The safety of pregnancy amongst breast cancer patients was questioned as a result of the elevated sensitivity of certain epithelial breast tumours (tumours with positive hormone receptors) to the hormones. According to a meta-analysis by Azim, the risk of death due to the disease was significantly lower in women who got pregnant following treatment in comparison with those who did not try to get pregnant or did not manage to do so. The study confirms the safety of pregnancy in patients who respond appropriately to treatment and whose fertility can, therefore, be preserved with the aim of preventing germinal toxicity or a decrease in ovarian reserve quality.

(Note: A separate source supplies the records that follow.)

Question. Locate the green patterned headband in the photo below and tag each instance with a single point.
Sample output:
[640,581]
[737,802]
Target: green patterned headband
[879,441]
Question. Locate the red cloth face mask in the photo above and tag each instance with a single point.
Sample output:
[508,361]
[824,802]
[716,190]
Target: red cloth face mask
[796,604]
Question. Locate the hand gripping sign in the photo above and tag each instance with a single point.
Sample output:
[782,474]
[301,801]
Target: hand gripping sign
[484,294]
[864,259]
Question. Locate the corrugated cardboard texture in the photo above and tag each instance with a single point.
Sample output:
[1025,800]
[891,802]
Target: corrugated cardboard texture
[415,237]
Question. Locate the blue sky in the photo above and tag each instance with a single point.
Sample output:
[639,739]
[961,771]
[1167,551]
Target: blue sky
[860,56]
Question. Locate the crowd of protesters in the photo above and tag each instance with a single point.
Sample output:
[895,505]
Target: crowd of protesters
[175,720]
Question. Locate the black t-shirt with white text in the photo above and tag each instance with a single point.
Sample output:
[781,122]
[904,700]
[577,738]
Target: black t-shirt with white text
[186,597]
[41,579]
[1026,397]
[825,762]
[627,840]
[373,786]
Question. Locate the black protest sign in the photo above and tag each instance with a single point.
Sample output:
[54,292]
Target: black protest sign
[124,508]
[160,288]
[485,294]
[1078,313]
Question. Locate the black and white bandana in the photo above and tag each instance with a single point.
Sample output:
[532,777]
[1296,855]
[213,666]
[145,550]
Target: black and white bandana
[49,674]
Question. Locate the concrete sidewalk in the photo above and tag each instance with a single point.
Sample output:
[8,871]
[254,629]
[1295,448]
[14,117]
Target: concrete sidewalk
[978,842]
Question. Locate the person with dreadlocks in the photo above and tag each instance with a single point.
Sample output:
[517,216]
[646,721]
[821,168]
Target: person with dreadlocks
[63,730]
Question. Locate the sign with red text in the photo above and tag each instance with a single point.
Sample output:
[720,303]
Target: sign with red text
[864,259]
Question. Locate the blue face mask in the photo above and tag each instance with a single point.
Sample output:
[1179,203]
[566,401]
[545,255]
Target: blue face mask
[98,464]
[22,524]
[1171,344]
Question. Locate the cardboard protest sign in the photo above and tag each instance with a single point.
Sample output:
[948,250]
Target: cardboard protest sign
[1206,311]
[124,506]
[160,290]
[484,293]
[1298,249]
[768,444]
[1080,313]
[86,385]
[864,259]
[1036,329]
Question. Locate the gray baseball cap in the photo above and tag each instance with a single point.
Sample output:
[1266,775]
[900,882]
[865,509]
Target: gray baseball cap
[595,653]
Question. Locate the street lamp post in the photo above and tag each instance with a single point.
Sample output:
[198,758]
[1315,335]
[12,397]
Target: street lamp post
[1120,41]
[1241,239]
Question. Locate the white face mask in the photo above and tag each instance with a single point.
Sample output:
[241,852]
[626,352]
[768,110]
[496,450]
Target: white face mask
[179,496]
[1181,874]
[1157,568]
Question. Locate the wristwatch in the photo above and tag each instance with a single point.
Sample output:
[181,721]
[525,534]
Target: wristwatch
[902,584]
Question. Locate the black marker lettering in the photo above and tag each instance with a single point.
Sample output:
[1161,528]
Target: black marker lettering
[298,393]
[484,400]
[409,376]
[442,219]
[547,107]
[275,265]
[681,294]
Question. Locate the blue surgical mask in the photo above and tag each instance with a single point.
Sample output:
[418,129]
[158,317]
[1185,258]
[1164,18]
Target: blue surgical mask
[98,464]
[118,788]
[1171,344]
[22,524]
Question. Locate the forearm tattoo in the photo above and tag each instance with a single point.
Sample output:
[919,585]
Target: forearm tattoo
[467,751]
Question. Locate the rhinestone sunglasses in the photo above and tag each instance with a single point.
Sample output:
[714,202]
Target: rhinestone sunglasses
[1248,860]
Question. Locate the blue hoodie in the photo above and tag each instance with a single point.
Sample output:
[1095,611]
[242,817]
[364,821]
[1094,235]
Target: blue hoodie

Patients must talk to their oncologist so that he or she can indicate when the greatest risk of the tumour returning has passed and to get the go-ahead for pregnancy. The dose of oestrogen that is administered during fertility treatment is minimal and it is administered for a short period of time depending on if there is ovarian function or not. Furthermore, the ovarian stimulation plan that is used includes low doses of pharmaceutical drugs that are adapted depending on the patient’s age, ovarian reserve, weight and endocrine conditions. Drugs with an oestrogen blocking effect that can counteract the effect on the target tissues or avoid oestradiol synthesis by the ovary are either selectively or systematically added.

Last of all, Tamoxifen is the standard adjuvant treatment in positive early breast cancer patients for hormone receptors. This drug is teratogenic (it damages the foetus) and therefore administration has to be suspended for 2 or 3 months before planning a pregnancy.

All this data needs to be taken into account when a woman who has not yet fulfilled her dream of becoming a mother is diagnosed with breast cancer. It is essential that specialists in the field give appropriate and comprehensive information. It is currently possible to use some of the available fertility preservation techniques without changing treatment times and without affecting the results of the cancer treatment and the prognosis.